Der Westen darf sich nicht mit seinem Helfersyndrom erpressen lassen
Die Welt
Die USA wollen sich dieses Wochenende mit den Taliban in Katar treffen. Viele Hebel, um die Radikalislamisten zu beeinflussen, gibt es nicht. Doch es darf nicht sein, dass das Wohl der Afghanen dem Westen mehr am Herzen liegt als den neuen Herrschern.
In der Nacht zum Samstag haben die Vereinigten Staaten für dieses Wochenende ein Treffen mit den Taliban in Katar angekündigt. Dieses findet nach dem Sieg der Taliban und dem Rückzug des Westens aus Afghanistan unter gänzlich anderen Bedingungen statt als die Gespräche, die sowohl die Trump- als auch die Biden-Regierung in den vergangenen drei Jahren mit den Radikalislamisten geführt haben. Der Westen hat viele Hebel verloren, um die Taliban zu beeinflussen. Nun geht es darum auszuloten, wie viel humanitäre Hilfe der Westen zu geben bereit ist – im Gegenzug für welche Zugeständnisse der Taliban.

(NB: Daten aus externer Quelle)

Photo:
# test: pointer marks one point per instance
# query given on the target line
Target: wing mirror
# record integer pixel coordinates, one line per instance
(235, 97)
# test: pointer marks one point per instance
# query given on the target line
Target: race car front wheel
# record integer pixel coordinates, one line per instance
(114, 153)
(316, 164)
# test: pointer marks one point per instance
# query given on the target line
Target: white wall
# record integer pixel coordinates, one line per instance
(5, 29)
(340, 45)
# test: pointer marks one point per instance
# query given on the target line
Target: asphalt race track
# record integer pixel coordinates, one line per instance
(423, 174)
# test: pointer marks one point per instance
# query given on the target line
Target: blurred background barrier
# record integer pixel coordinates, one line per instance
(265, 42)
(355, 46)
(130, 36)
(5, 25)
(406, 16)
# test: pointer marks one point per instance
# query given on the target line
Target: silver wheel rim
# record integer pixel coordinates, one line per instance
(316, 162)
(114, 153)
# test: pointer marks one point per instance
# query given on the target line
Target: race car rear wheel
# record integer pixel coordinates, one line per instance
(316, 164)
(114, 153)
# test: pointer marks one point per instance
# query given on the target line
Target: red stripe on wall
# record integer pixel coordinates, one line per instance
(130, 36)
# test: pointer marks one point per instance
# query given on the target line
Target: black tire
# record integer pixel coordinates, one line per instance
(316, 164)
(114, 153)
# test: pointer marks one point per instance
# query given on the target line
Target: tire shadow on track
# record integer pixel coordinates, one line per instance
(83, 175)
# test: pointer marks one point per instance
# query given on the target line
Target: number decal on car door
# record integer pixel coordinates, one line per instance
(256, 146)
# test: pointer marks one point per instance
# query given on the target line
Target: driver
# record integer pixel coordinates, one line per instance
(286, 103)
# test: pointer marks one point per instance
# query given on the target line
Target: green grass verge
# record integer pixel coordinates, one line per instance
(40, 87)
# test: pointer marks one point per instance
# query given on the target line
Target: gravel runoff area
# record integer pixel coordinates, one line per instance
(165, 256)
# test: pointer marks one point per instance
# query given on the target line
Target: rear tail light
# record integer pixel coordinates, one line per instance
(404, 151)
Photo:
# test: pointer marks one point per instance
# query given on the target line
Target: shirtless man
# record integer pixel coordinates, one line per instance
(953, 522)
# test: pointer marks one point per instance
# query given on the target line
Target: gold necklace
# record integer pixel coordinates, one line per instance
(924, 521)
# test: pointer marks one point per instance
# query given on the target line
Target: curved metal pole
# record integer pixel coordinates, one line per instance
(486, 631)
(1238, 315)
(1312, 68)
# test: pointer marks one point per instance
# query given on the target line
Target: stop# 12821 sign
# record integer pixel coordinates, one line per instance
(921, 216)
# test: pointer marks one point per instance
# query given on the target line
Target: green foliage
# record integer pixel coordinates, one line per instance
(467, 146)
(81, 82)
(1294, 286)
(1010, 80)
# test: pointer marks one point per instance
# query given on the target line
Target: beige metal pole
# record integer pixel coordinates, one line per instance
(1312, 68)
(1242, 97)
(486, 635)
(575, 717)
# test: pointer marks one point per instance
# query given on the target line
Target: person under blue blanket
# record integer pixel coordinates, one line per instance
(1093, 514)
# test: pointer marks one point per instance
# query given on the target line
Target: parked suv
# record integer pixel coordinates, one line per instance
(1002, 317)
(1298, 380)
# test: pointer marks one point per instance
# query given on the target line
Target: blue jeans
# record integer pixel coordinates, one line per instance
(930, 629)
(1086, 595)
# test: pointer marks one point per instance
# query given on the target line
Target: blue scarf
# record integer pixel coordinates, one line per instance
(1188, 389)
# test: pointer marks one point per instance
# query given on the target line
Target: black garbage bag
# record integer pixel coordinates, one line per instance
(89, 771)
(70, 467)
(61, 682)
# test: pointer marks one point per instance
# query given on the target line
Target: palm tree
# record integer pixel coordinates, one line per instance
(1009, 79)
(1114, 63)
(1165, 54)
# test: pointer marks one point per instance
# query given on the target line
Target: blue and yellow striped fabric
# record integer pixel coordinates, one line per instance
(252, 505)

Die Interessen sind sehr unterschiedlich. Der Westen möchte eine humanitäre Katastrophe vermeiden sowie eine Destabilisierung der Region durch Flüchtlingsströme. Gleichzeitig möchte man Hilfen als Hebel nutzen, um die Taliban zu einer inklusiveren Regierung zu zwingen und zur Achtung von Menschenrechten, insbesondere jenen von Frauen und ethnischen Minderheiten. Die Taliban hingegen wollen die Macht möglichst in der eigenen Hand konzentrieren, an ihrer frauenfeindlichen Ideologie festhalten und möglichst viel der Hilfe für eigene Zwecke abzweigen, um ihre Macht zu betonieren. Zudem haben sie ein Glaubwürdigkeitsproblem, weil sie frühere Abmachungen mit den USA nicht eingehalten haben.